Indulge in Protein-rich Snacks — When on a high-protein diet, you can still eat snacks, but make sure to stick to snacks rich in protein to help you stick to the diet. The best types of protein-rich snacks you can grab on to go are almonds, Greek yogurt, or ricotta cheese.
Begin Your Day with Protein — The best way to start your day is the healthy way, and for high-protein diets, this means eggs, leafy greens, or berries. If you don’t have the time to eat, you can also go for a smoothie made with protein powder, such as whey, collage, or pea protein.
Go for Whole Grains Rich in Protein — Having carbohydrates in your meal plan is still essential to ensure a healthy and well-balanced diet, but it’s best to skip ‘refined’ or processed carbs that contain little to no protein. So, instead of eating refined grains such as white rice, pasta, and bread, replace them with whole grains rich in protein, such as amaranth and quinoa.

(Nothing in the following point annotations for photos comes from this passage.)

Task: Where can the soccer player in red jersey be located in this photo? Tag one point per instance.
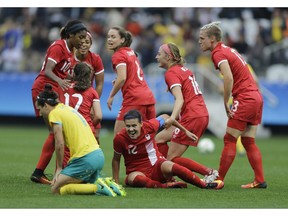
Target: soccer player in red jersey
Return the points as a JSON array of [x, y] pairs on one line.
[[83, 54], [56, 71], [145, 165], [189, 107], [130, 78], [82, 96], [246, 111]]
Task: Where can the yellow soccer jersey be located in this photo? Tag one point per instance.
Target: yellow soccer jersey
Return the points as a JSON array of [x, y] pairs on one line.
[[77, 133]]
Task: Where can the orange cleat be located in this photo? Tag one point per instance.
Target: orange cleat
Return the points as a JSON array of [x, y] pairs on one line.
[[42, 179], [176, 184], [255, 184]]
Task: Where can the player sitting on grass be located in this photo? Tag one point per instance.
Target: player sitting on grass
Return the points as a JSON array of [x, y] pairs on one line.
[[145, 165], [86, 157]]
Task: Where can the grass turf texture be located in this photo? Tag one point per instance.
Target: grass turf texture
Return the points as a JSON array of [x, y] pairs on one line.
[[21, 147]]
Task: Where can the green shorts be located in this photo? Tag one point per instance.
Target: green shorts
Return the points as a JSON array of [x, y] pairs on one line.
[[86, 168]]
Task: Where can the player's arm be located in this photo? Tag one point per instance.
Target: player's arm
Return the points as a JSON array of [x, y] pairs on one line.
[[116, 166], [119, 82], [97, 112], [59, 148], [64, 84], [99, 80], [228, 85], [178, 103], [175, 123]]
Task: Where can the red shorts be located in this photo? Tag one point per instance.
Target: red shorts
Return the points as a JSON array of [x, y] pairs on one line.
[[247, 110], [196, 125], [98, 126], [147, 111]]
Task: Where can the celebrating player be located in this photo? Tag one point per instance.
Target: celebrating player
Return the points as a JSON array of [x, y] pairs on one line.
[[246, 111], [130, 78], [145, 165]]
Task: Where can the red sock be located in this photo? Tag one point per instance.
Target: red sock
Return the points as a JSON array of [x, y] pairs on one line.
[[227, 156], [163, 148], [143, 181], [254, 157], [187, 175], [47, 152], [192, 165]]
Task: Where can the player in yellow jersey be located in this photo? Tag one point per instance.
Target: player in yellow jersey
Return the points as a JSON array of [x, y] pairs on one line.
[[240, 149], [86, 157]]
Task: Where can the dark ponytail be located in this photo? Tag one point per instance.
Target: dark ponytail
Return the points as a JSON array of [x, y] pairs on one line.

Tofu works — protein does not always have to come from animal fat. In fact, tofu is a great source of clean protein that you can enjoy every day. Tofu is ideal for vegetarians or those who are staying away from meat because of cholesterol or high blood pressure. It is also rich in zinc, magnesium, vitamin B1, and even copper.
Although following a high-protein diet can be an efficient strategy for weight loss and building muscle mass, this diet often cuts out other essential food groups, including fruits, grains, and healthy fats—and ultimately doesn’t provide a healthy, well-rounded diet. So, remember to add more variety to your diet for better results.